= Joseph Turow =

American professor of communication

Joseph Turow is the Robert Lewis Shayon Professor of Communication at the Annenberg School for Communication at the University of Pennsylvania. His research specialises in marketing, new media and privacy. A 2005 New York Times Magazine article referred to him as “probably the reigning academic expert on media fragmentation." In 2010, the New York Times called Turow “the ranking wise man on some thorny new-media and marketing topics."

==Career and research==
From 1999 onward, his national surveys of the American public on issues relating to marketing, new media, and society have received a great deal of attention in the popular press as well as in the research community. In 2015, for example, he and two colleagues (Michael Hennessy and Nora Draper) brought evidence from a representative national telephone survey of Americans to support their hypothesis that internet marketers are incorrect when they assert Americans give up their data after rational analyses of the benefits and privacy costs of doing that. Rather, Americans give up their data because they are “resigned” to not being able to control data about them even though they want to do it. The findings started a wide-ranging discussion in the general press, the marketing trade press, and at the Federal Trade Commission.

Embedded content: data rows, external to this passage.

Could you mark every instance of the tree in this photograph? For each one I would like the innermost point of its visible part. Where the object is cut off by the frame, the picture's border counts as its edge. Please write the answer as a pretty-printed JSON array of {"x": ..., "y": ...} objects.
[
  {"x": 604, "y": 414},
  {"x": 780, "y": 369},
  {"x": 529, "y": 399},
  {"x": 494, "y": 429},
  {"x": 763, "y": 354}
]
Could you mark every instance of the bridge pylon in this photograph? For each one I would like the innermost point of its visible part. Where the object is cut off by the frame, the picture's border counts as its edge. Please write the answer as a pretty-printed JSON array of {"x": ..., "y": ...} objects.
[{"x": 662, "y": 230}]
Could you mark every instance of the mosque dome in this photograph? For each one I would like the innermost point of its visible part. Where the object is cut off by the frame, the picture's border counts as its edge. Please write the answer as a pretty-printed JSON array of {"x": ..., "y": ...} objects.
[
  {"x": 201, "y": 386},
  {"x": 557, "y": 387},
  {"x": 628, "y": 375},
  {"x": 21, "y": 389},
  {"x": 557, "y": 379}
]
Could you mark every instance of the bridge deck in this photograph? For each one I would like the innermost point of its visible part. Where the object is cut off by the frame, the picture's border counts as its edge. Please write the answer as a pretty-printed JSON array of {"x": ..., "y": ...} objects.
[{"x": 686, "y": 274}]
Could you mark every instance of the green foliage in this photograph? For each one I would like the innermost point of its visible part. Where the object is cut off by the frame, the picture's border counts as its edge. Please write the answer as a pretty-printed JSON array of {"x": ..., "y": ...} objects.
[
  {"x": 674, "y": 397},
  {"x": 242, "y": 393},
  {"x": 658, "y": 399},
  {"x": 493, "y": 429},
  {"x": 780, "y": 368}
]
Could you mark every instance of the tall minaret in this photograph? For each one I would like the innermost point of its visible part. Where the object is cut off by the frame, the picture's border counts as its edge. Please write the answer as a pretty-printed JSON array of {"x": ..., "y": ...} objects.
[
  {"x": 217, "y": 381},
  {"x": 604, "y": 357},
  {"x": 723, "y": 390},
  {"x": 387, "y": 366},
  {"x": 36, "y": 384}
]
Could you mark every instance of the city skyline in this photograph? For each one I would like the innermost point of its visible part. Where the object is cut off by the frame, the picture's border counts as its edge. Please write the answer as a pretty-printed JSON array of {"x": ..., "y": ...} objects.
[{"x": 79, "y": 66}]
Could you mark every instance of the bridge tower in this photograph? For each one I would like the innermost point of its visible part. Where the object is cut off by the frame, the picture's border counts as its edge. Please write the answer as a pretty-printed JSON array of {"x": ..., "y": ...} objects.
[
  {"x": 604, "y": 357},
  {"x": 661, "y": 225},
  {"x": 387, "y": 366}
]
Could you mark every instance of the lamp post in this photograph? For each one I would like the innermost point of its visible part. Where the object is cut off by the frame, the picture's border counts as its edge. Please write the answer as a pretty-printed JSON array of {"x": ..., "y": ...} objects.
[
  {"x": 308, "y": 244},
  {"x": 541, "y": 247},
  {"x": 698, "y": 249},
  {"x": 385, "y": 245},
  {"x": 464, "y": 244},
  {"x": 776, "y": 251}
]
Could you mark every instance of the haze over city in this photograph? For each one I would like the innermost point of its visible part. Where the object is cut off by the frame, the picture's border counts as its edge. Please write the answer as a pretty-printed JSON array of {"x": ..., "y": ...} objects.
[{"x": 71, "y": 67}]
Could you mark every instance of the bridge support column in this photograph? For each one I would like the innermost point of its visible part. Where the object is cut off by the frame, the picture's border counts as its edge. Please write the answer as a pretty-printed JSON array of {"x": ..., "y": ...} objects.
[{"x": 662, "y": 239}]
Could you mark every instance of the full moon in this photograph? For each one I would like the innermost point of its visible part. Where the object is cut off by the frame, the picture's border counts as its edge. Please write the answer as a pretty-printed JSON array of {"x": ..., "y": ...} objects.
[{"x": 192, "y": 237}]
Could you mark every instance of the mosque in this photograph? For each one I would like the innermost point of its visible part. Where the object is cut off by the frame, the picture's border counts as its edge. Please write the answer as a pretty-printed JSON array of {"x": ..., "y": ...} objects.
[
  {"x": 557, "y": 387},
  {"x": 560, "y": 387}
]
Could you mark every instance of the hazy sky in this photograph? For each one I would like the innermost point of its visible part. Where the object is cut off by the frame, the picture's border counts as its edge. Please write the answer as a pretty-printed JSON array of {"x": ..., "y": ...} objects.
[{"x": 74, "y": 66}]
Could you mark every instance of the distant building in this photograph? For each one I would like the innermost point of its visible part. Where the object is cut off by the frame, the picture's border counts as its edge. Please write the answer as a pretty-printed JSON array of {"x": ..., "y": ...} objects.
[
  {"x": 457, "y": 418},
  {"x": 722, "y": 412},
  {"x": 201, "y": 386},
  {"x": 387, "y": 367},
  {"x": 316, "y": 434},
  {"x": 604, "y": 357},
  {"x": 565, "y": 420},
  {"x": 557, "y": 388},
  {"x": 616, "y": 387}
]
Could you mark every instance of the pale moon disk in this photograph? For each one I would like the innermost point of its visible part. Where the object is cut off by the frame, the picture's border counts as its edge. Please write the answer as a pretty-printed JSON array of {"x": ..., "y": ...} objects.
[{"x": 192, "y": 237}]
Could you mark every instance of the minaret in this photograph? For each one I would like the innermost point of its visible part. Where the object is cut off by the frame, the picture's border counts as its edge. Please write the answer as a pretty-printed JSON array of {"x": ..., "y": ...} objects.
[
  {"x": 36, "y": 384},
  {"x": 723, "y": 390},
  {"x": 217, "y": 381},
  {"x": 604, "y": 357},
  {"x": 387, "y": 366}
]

Turow is an elected Fellow of the International Communication Association and was presented with a Distinguished Scholar Award by the National Communication Association. In 2012, the TRUSTe internet privacy-management organization designated him a "privacy pioneer" for his research and writing on marketing and digital-privacy. For about a decade, he served as the Annenberg School's Associate Dean for Graduate Studies.

===Books===
Turow is also the author of over 10 books and more than 150 articles on media industries. Among these are The Voice Catchers: How Marketers Listen In to Exploit Your Feelings, Your Privacy, and Your Wallet(2021),The Aisles Have Eyes: How Retailers Track Your Shopping, Strip Your Privacy, and Define Your Power (Yale University Press, 2017), The Daily You: How the New Advertising Industry is Defining Your Identity and Your World (Yale, 2012), Niche Envy: Marketing Discrimination in the Digital Age (MIT Press, 2006), Breaking Up America: Advertisers and the New Media World (University of Chicago Press, 1997; paperback, 1999)., and Playing Doctor: Television, Storytelling and Medical Power (Oxford, 1989 and Michigan, 2013). His introductory text, Media Today: Mass Communication in a Converging World (Routledge) is in its sixth edition . He has edited five other books about the changing media landscape, including (with Lokman Tsui) The Hyperlinked Society: Questioning Connections in the Digital Age (Michigan, 2008) (MIT Press, 2003) and (with Andrea Kavanaugh) The Wired Homestead (MIT Press, 2003).

===Lectures===
Turow has been invited to give several prestigious lectures, including the Lady Astor Lectureship at Oxford University, the McGovern Lecture at the University of Texas College of Communication, and the Chancellor’s Distinguished Lecture at Louisiana State University. His chair is named after Robert Lewis Shayon, who was a prominent CBS radio producer, Saturday Review TV critic and Annenberg professor.

==Graduate Student Unionization==
In his role as Associate Dean for Graduate Studies at the Annenberg School, Turow testified on behalf of the University of Pennsylvania in relation to the unionization of its graduate students during the University of Pennsylvania vs. GETUP-UPENN National Labor Relations Board hearings. During his testimony, Turow noted the belief of many Annenberg Faculty that being a graduate teaching assistant is a key aspect of graduate education, and stated therefore that teaching assistants are fundamentally students, not employees. He admitted that large undergraduate classes would not be possible without graduate student teaching assistants but argued that Penn could instead hold smaller classes which would enable him to grade exams himself rather than relying on teaching assistants.

==Education and early career==
Turow received his Ph.D. from the Annenberg School for Communication at the University of Pennsylvania in 1976 and was appointed to the faculty at Purdue University that year. In 1986, he returned to Penn’s Annenberg School as a faculty member.